So we've been tasked with an assignment to compile some code (we're supposed to treat it as a black box), using different intel compiler optimization flags (-O1 and -O3) as well as vectorization flags (-xhost and -no-vec) and to observe changes in:
- Execution Time
- Floating Point Operations (FPOs)
- L2 and L3 Cache Miss Rate
After performing these optimizations, we've noticed a drop in execution time, which was to be expected, considering all the changes the compiler makes to your code for the sake of efficiency. However, we also noticed a drop in the number of FPOs, which while we understand that it's a good thing, we're not sure why it happened.
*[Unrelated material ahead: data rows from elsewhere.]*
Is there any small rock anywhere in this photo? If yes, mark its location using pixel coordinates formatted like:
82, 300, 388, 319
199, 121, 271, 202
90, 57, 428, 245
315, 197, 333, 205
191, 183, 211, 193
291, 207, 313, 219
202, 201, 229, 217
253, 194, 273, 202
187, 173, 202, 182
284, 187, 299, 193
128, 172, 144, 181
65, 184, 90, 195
Also, we noticed (and cannot explain) an increase in L2 Cache Miss Rate (increasing as the optimization level increased), but no significant increase in Cache Accesses, and almost no changes on the L3 level.
Using no vectorization or optimization at all produced the best result in terms of L2 Cache Miss Rate, and we were wondering if you guys could give us some insight, as well as supported documentation, literature, and resources which we can use to deepen our knowledge on this topic.
Thank you.
edit: The compiler options used are:
- O0 -no-vec (Highest execution time, Lowest L2 Cache Misses)
- O1 (Less execution time, Higher L2 Cache Misses)
- O3 (Even less execution time, Even Higher L2 Cache Misses)
- xhost (same order of -O3 execution time, Highest L2 Cache Misses)
Update:
While there is a small decrease in overall L2 cache accesses, there is a massive increase in actual misses.
With -0O -no-vec
Wall clock time in usecs: 13,957,075
- L2 cache misses: 207,460,564
- L2 cache accesses: 1,476,540,355
- L2 cache miss rate: 0.140504
- L3 cache misses: 24,841,999
- L3 cache accesses: 207,460,564
- L3 cache miss rate: 0.119743
With -xhost
Wall clock time in usecs: 4,465,243
- L2 cache misses: 547,305,377
- L2 cache accesses: 1,051,949,467
- L2 cache miss rate: 0.520277
- L3 cache misses: 86,919,153
- L3 cache accesses: 547,305,377
- L3 cache miss rate: 0.158813